Carol Lynley, about a decade younger than Baker, stuck it out in Hollywood, her beauty ripening gloriously, but to little effect. She did a lot of TV and then in 1972 popped up unexpectedly in “The Poseidon Adventure” wearing hot-pants and lip-syncing the films famous song “The Morning After,” (notably re-recorded the following year by Maureen McGovern.) Lynley looked untouched by time — and she would retain this freshness for quite a few years — but one had to wonder, what had happened to her once- promising career? More TV, more low-budget films. She was interviewed from time to time and always seemed to keep a positive attitude. She wasn’t a great talent — whatever THAT really means. But she had a little something extra that somehow just never received the proper guidance. (Not everybody was as lucky as Ann-Margret or as cheerfully what-the-hell as Carroll Baker.)
To watch “Bunny Lake is Missing” today is to be impressed at how remarkably she holds up against co-stars Dullea (trying a bit too hard), as well as Laurence Olivier, Martita Hunt and even Noel Coward.And she is memorably sensitive and touching as the terrified pregnant teen of “Blue Denim.” Only two films — but enough for me to have been inexplicably sad when word came of her passing.

P.S. Unfortunately, I never got the chance to meet Carol Lynley. If I had, along with discussing her career, I’d always wanted to run a story by her, one told often by her husband of four years, a 20th Century Fox press rep Michael Selsman — from this union came her only child, Jill Selsman.

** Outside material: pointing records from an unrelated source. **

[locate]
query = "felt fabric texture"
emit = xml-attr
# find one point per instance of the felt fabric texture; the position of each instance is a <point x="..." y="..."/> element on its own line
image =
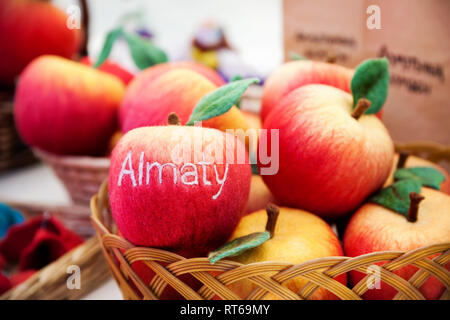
<point x="5" y="283"/>
<point x="37" y="242"/>
<point x="65" y="107"/>
<point x="149" y="99"/>
<point x="183" y="218"/>
<point x="329" y="162"/>
<point x="8" y="217"/>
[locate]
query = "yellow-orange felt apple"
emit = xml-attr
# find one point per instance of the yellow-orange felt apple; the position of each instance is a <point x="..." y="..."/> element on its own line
<point x="298" y="236"/>
<point x="375" y="228"/>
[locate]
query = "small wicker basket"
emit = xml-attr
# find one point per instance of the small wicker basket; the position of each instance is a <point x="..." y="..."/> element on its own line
<point x="13" y="152"/>
<point x="81" y="175"/>
<point x="50" y="282"/>
<point x="267" y="276"/>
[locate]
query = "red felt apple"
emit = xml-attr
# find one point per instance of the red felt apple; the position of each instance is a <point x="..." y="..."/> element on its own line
<point x="149" y="99"/>
<point x="376" y="228"/>
<point x="112" y="68"/>
<point x="28" y="29"/>
<point x="331" y="155"/>
<point x="165" y="193"/>
<point x="5" y="283"/>
<point x="66" y="107"/>
<point x="294" y="74"/>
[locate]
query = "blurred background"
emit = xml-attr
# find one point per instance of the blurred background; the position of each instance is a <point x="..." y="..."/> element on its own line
<point x="256" y="37"/>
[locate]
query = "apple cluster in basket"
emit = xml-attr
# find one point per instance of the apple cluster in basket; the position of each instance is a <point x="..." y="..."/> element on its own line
<point x="189" y="189"/>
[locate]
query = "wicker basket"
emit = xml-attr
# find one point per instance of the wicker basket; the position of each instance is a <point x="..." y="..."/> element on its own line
<point x="267" y="276"/>
<point x="51" y="281"/>
<point x="13" y="152"/>
<point x="81" y="175"/>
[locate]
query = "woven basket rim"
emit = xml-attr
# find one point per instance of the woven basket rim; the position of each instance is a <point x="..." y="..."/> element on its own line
<point x="69" y="160"/>
<point x="117" y="248"/>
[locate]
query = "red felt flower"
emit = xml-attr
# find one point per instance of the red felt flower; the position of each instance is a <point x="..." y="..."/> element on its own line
<point x="5" y="284"/>
<point x="20" y="277"/>
<point x="38" y="242"/>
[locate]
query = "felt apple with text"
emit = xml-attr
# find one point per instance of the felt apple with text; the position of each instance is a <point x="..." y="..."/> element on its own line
<point x="28" y="29"/>
<point x="295" y="74"/>
<point x="296" y="236"/>
<point x="174" y="187"/>
<point x="331" y="155"/>
<point x="66" y="107"/>
<point x="377" y="228"/>
<point x="148" y="101"/>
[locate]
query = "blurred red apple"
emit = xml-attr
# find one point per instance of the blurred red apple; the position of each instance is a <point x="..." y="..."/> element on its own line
<point x="65" y="107"/>
<point x="112" y="68"/>
<point x="28" y="29"/>
<point x="375" y="228"/>
<point x="295" y="74"/>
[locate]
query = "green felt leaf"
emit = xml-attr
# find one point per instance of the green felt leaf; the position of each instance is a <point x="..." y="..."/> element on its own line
<point x="371" y="81"/>
<point x="220" y="100"/>
<point x="295" y="56"/>
<point x="236" y="77"/>
<point x="427" y="176"/>
<point x="239" y="245"/>
<point x="144" y="53"/>
<point x="111" y="37"/>
<point x="396" y="196"/>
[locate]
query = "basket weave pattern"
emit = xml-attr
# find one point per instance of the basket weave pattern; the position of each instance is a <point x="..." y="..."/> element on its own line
<point x="267" y="276"/>
<point x="81" y="175"/>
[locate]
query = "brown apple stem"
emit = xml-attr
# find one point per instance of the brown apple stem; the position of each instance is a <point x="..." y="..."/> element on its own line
<point x="173" y="119"/>
<point x="361" y="107"/>
<point x="272" y="216"/>
<point x="331" y="59"/>
<point x="402" y="157"/>
<point x="85" y="22"/>
<point x="414" y="206"/>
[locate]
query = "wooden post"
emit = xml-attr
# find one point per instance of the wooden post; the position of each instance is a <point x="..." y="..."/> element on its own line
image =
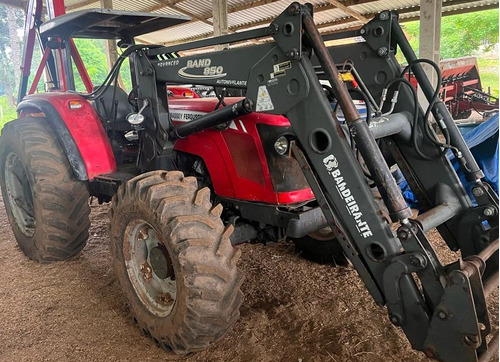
<point x="219" y="10"/>
<point x="111" y="52"/>
<point x="430" y="37"/>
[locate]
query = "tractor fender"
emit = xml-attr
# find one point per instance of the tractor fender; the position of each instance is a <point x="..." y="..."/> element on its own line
<point x="78" y="128"/>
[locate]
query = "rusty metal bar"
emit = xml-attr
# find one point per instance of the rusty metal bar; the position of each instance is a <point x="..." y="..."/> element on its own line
<point x="492" y="350"/>
<point x="358" y="127"/>
<point x="487" y="252"/>
<point x="491" y="284"/>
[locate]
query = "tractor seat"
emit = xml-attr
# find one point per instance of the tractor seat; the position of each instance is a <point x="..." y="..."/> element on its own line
<point x="107" y="111"/>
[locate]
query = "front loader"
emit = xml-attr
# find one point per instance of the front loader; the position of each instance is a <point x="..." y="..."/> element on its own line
<point x="189" y="178"/>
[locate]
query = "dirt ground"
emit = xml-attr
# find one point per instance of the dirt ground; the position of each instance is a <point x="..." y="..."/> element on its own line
<point x="294" y="310"/>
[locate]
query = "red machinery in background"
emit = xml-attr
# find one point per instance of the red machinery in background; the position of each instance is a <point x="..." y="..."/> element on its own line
<point x="461" y="88"/>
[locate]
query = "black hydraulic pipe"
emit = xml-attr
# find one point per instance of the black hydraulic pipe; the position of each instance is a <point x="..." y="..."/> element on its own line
<point x="392" y="124"/>
<point x="447" y="207"/>
<point x="487" y="252"/>
<point x="492" y="350"/>
<point x="213" y="119"/>
<point x="359" y="128"/>
<point x="490" y="284"/>
<point x="472" y="170"/>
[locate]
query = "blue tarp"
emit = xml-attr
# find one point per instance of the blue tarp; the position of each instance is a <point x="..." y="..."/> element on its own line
<point x="483" y="143"/>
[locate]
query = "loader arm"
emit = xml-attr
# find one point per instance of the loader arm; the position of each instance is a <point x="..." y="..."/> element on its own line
<point x="447" y="316"/>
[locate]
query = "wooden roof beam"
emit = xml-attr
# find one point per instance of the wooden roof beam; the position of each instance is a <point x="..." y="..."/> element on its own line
<point x="80" y="4"/>
<point x="349" y="11"/>
<point x="14" y="3"/>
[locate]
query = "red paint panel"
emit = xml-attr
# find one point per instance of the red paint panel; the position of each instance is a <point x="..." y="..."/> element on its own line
<point x="235" y="157"/>
<point x="86" y="129"/>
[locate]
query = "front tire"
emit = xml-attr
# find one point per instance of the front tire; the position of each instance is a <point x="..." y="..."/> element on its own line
<point x="46" y="205"/>
<point x="174" y="260"/>
<point x="321" y="247"/>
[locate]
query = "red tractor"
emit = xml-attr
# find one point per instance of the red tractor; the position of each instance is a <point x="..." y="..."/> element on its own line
<point x="189" y="177"/>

Selsman had the misfortune — certainly in his opinion — to have had to deal with Marilyn Monroe during the last, fraught, two years of her life. “Everything with her was a crisis” he once said, “She could have a breakdown over what to have for lunch!”

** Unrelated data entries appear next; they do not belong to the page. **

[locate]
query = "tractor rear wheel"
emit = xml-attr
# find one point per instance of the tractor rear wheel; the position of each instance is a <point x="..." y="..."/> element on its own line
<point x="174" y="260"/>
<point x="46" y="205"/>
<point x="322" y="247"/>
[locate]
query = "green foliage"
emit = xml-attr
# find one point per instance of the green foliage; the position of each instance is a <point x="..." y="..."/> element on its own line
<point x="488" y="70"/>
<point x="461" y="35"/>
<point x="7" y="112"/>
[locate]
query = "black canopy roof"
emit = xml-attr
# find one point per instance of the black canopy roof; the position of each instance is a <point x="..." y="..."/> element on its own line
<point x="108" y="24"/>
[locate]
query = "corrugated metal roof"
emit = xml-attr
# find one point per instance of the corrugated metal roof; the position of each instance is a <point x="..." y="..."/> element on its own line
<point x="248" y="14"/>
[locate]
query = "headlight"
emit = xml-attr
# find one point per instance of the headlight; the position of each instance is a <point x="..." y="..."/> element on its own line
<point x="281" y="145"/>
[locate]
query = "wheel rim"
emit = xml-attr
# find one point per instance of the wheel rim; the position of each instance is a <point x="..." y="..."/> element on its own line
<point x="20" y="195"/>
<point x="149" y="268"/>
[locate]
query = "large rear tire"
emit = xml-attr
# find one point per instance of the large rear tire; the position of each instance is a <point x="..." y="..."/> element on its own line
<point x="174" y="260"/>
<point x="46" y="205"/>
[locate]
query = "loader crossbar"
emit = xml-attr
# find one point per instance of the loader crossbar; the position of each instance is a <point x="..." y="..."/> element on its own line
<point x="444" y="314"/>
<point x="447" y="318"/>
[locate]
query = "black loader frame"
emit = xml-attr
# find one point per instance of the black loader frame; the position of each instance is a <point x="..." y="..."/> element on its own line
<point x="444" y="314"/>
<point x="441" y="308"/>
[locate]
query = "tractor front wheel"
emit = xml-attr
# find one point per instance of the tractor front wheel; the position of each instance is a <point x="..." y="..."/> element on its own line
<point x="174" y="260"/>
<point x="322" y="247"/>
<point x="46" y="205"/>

In putting a fine point on what a burden it was to deal with Monroe, and “how mean” she could be, Selsman told of showing up one night in 1961 at Marilyn’s apartment on Doheny Drive in California.
He was there to help her go through photographs taken by Douglas Kirkland for Look magazine — nude under a white sheet. He appeared at her door with a heavily pregnant Carol Lynley. He said that in all of L.A. there was nobody and no place to stash his expectant wife. Nor did he warn Monroe that Carol would be accompanying him. Marilyn answered her door, took a look at the situation and said to Selsman, “You come in.” Indicating that Mrs. Selsman was not welcome. “Carol sat for several hours in a cold car,” Selsman later commented and reiterated how awful Monroe was.
I utterly believe this story. Monroe could be tough and even mean, especially toward the end. But here’s the rub. Selsman, as a PR man, surely knew that his wife represented everything that Monroe didn’t have and/or was possibly losing. Carol was in the first bloom of youth, her career ascendant, she was pregnant.
Monroe was 35, her career in trouble, with a history of miscarriages. Not to mention Lynley worked at Fox, Monroe’s own studio, with which she had a volatile relationship. What, in Marilyn’s eyes, did Lynley’s presence mean? Was Selsman simply clueless or cruel? Was he trying to push a friendship between the women that might benefit Lynley or himself? Famously sensitive to being “used” or mocked or dismissed by industry types Monroe was likely outraged by the mere fact of Lynley on her doorstep. (She had never objected to being around pregnant women previously — quite the opposite, in fact.) She was showing Selsman she was the boss and that whatever he was trying to do — or what she imagined he was doing — she wasn’t having it.
I’ve always loved this story. Not because anybody is nice — except for poor Carol — but that it shows how potent power, paranoia, insecurity and arrogance can be, when it is least expected. And when those qualities are used by people who don’t like one another but must adjust and work together.
I’ve often pondered what Lynley herself thought? Was it even exactly as her ex recalled it, and as she (Carol) aged, did she come to understand that Monroe was fighting for her life, and needed all her strength, not a blonde, ambitious, fecund reminder of where it was all going wrong; Carol, a beautiful unwitting vampire, standing at MM’s door, unable to enter without an invitation.